There’s no nice way to say this: the organization and layout of the rules is just dreadful. The breakdown by most common use is just not a good way to organize a rules book - save that for the player aids. Each section begins with the major charts for that section. However, most of what is on the chart remains unexplained. For example, at the start of the Infantry Section we are shown a chart about Formations & Movement (page 5). A note explains that one column gives a value used in “Impact Dice Down.” This is not defined on this page. Nor does it tell you where it is defined. Checking the index, we see it listed on quite a few pages. The first definition of Impact Dice Down is found in a chart on page 37 in the section on Sequence of Play. Worse still page 37 is not one of the pages identified in the index. It turns out this is explained fully in Step Four of Charge Resolution, on page 49.Â I assume you can imagine how frustrating reading a rules book like this might be.
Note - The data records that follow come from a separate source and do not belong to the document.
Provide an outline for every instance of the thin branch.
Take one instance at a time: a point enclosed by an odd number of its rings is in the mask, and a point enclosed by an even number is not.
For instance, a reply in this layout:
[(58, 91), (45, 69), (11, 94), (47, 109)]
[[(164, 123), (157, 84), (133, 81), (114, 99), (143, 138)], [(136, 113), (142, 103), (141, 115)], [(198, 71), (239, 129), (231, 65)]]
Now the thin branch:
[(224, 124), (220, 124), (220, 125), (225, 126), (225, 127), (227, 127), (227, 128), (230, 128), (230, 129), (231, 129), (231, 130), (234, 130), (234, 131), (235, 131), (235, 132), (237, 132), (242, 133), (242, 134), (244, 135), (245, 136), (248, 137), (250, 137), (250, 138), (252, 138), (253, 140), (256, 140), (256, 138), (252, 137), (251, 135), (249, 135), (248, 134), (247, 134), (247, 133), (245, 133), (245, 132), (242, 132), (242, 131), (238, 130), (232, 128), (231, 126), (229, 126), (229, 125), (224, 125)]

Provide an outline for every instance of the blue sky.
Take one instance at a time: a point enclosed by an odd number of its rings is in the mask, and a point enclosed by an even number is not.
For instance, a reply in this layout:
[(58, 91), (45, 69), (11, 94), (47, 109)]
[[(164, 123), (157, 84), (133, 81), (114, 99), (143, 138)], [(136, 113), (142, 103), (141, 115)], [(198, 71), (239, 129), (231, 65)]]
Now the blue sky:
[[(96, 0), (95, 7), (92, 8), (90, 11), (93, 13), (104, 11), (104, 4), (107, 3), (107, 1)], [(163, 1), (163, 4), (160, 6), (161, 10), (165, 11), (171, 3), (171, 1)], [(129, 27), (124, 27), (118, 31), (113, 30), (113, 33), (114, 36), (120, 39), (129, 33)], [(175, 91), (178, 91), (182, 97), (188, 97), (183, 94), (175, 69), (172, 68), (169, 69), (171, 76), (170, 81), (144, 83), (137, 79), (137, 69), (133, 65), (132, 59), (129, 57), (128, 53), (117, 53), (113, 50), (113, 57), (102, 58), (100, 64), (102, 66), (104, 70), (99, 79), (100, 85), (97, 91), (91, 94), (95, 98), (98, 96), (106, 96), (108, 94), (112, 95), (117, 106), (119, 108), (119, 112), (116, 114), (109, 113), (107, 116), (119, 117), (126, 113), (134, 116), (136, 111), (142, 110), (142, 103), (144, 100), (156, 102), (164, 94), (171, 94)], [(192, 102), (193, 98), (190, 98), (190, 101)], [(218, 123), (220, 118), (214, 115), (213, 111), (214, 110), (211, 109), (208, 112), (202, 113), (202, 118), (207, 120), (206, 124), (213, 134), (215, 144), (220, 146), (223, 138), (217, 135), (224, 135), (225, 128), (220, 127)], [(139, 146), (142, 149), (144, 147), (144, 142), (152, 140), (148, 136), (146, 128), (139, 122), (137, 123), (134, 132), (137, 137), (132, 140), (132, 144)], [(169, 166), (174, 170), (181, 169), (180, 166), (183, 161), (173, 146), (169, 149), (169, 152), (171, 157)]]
Finally Impact Dice Down is also called ”Dice Down for Impact.” I could cite plenty more examples, but you get the point.
I think this strange method of organizing the rules also affected the quality of the writing. Many of the “rules” section feel like lists of modifiers and exceptions to rules. For example, consider infantry movement. On page 8 the complete ”General Movement Rules” appear as a bulleted list:
- Formed veterans and elite can combine movement with a formation change.
- Any wheel movements are done at the beginning or end of a move, and cannot be combined with a charge.
- Any charge in rough terrain is done totally in disorder.
- Veteran and elite units, when charging, go into disorder at halfway through the charge bonus.
- Green troops, when charging, go into disorder at halfway through the total charge distance.
- In OPEN terrain, crossing fences and walls cost two inches per obstacle, or do the whole move as if the unit was moving in BROKEN terrain. If moving in WOODS or ROUGH a fence does not subtract further movement.
That is the complete list. Granted there are further movement rules in the sequence of play section. But where are the rules? Of these 6 bullets, two refer only to charges (shouldn’t that be in the Resolve Charges section?). What if, of my four stands, only one goes in the woods? Do all stands have to pay the penalty? Can I save movement from turn to turn? Can a regiment give its movement to another? I know, obvious enough to experienced gamers, but I don’t think any set of professionally published rules should exclude such basic material.
I have played JR3 perhaps half a dozen times. In each case I played with an experienced game master who was able to quickly resolve questions etc. While I think it gives a good game I had two issues with it, that prevent me from adopting it as my own tactical rule set. First, it requires a lot of markers, order chits, etc. that seriously detract from the aesthetics of the game for me. I have thought of using a roster but each unit requires several pieces of information. Second, the charge rules were complicated enough that I never felt even slightly at ease with them. I just applied what i hoped were sound tactics and hoped for the best.